[Bug]: remove_overlay_elements is not working
crawl4ai version
2025-feb-alpha-1
Expected Behavior
Adding remove_overlay_elements=True to your config should remove overlays from the scraped pages.
Current Behavior
It does not remove any overlays.
Is this reproducible?
Yes
Inputs Causing the Bug
Any page will have this problem as the current code will inject the js code from js_snippet/remove_overlay_elements.js but that code is never executed as this https://github.com/unclecode/crawl4ai/blob/15fd96db17fe748a2ac1cbde3b11a7f4d8805b30/crawl4ai/async_crawler_strategy.py#L1772 wraps the code, but does not actually execute this anonymous function.
Steps to Reproduce
Code snippets
OS
any
Python version
any
Browser
No response
Browser version
No response
Error logs & Screenshots (if applicable)
No response
Easy workaround is adding your own js_code to the CrawlerRunConfig for example:
js_code="""
document.body.scrollIntoView(false)
const elements = document.querySelectorAll("*");
elements.forEach((elem) => {
const style = window.getComputedStyle(elem);
if ((style.position === "fixed" || style.position === "sticky")) {
elem.remove();
}
});
""",
Confirming it's not working also at my side
RCA
The overlay removal script in crawl4ai/crawl4ai/js_snippet/remove_overlay_elements.js failed to detect and remove scroll-dependent overlays before attempting removal (because the script did not trigger scroll, before removal). Many modern websites only show certain overlays, popups, and banners after the user has scrolled to a specific position on the page.
Solution
Added document.body.scrollIntoView(false) to scroll to the bottom of the page before running the removal logic, triggering any scroll-dependent overlays to appear. Also increased the timeout from 100ms to 250ms to allow these elements to fully render.

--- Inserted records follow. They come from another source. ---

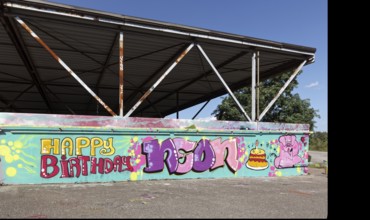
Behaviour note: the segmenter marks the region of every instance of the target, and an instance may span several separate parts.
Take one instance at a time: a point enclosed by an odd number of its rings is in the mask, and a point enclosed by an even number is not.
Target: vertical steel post
[[[303,61],[299,66],[298,68],[294,71],[294,73],[290,76],[290,78],[288,79],[288,81],[285,82],[284,86],[280,89],[280,91],[278,92],[278,94],[276,94],[276,96],[271,100],[271,102],[267,105],[267,107],[265,108],[265,110],[263,110],[263,112],[261,113],[261,118],[260,118],[260,121],[262,120],[263,116],[265,116],[266,112],[271,108],[271,106],[276,102],[276,100],[280,97],[280,95],[284,92],[284,90],[286,89],[286,87],[288,87],[288,85],[290,84],[290,82],[292,82],[292,80],[294,79],[294,77],[298,74],[298,72],[302,69],[303,65],[307,62],[307,60]]]
[[[31,30],[30,27],[28,27],[28,25],[26,23],[23,22],[22,19],[20,19],[19,17],[15,17],[15,19],[18,21],[19,24],[21,24],[21,26],[39,43],[41,44],[41,46],[43,46],[49,53],[50,55],[60,64],[64,67],[64,69],[66,69],[76,80],[77,82],[79,82],[111,115],[113,116],[117,116],[116,113],[113,112],[113,110],[111,108],[109,108],[108,105],[106,105],[103,100],[101,100],[81,79],[80,77],[78,77],[76,75],[76,73],[73,72],[73,70],[71,70],[71,68],[69,68],[69,66],[67,64],[65,64],[63,62],[62,59],[60,59],[58,57],[58,55],[56,55],[54,53],[53,50],[50,49],[50,47],[48,45],[46,45],[46,43],[41,40],[41,38],[39,36],[36,35],[35,32],[33,32]]]
[[[204,109],[204,107],[206,107],[206,105],[209,103],[209,101],[211,101],[211,100],[209,99],[208,101],[206,101],[204,103],[204,105],[199,109],[199,111],[193,116],[193,118],[191,120],[194,120],[194,118],[196,118],[199,115],[199,113]]]
[[[162,76],[152,85],[152,87],[150,87],[148,89],[148,91],[145,92],[145,94],[139,99],[139,101],[130,109],[130,111],[128,111],[126,113],[126,115],[124,116],[125,118],[126,117],[129,117],[136,109],[137,107],[139,107],[139,105],[146,99],[146,97],[148,97],[150,95],[150,93],[153,92],[153,90],[159,85],[159,83],[162,82],[162,80],[164,80],[164,78],[166,78],[166,76],[173,70],[173,68],[175,68],[175,66],[182,60],[182,58],[184,58],[186,56],[186,54],[189,53],[189,51],[191,50],[191,48],[194,47],[194,43],[191,43],[185,50],[184,52],[182,52],[180,54],[180,56],[175,60],[175,62],[173,62],[173,64],[166,70],[166,72],[164,72],[162,74]]]
[[[252,121],[256,121],[256,52],[252,53]]]
[[[218,70],[216,69],[216,67],[213,65],[213,63],[211,62],[211,60],[208,58],[207,54],[204,52],[203,48],[197,44],[197,47],[199,49],[199,51],[203,54],[204,58],[207,60],[207,62],[209,63],[209,65],[212,67],[213,71],[216,73],[216,75],[218,76],[218,78],[220,79],[220,81],[222,82],[222,84],[224,85],[224,87],[226,88],[226,90],[229,92],[229,95],[234,99],[234,102],[236,103],[236,105],[239,107],[240,111],[244,114],[244,116],[249,120],[251,121],[251,119],[249,118],[248,114],[245,112],[245,110],[243,109],[242,105],[239,103],[239,101],[236,99],[234,93],[230,90],[229,86],[226,84],[225,80],[222,78],[221,74],[218,72]]]
[[[257,121],[259,121],[260,118],[260,52],[257,51],[257,57],[256,57],[256,62],[257,62],[257,89],[256,89],[256,99],[257,99]]]
[[[123,32],[119,34],[119,116],[123,116]]]
[[[176,119],[179,119],[179,93],[176,92]]]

With this fix, the script now successfully removes all overlay elements, that the workaround seem to be targeting.
I tested this with following site without this fix the cookie disclaimer text is also scraped and gets into the final markdown, but with the fix, this get's eliminated.
@ederuiter @ziudeso Can you try this with any URLs you faced issue with and let me know if you need to fix anything else.
The updated code is in bug fix branch for March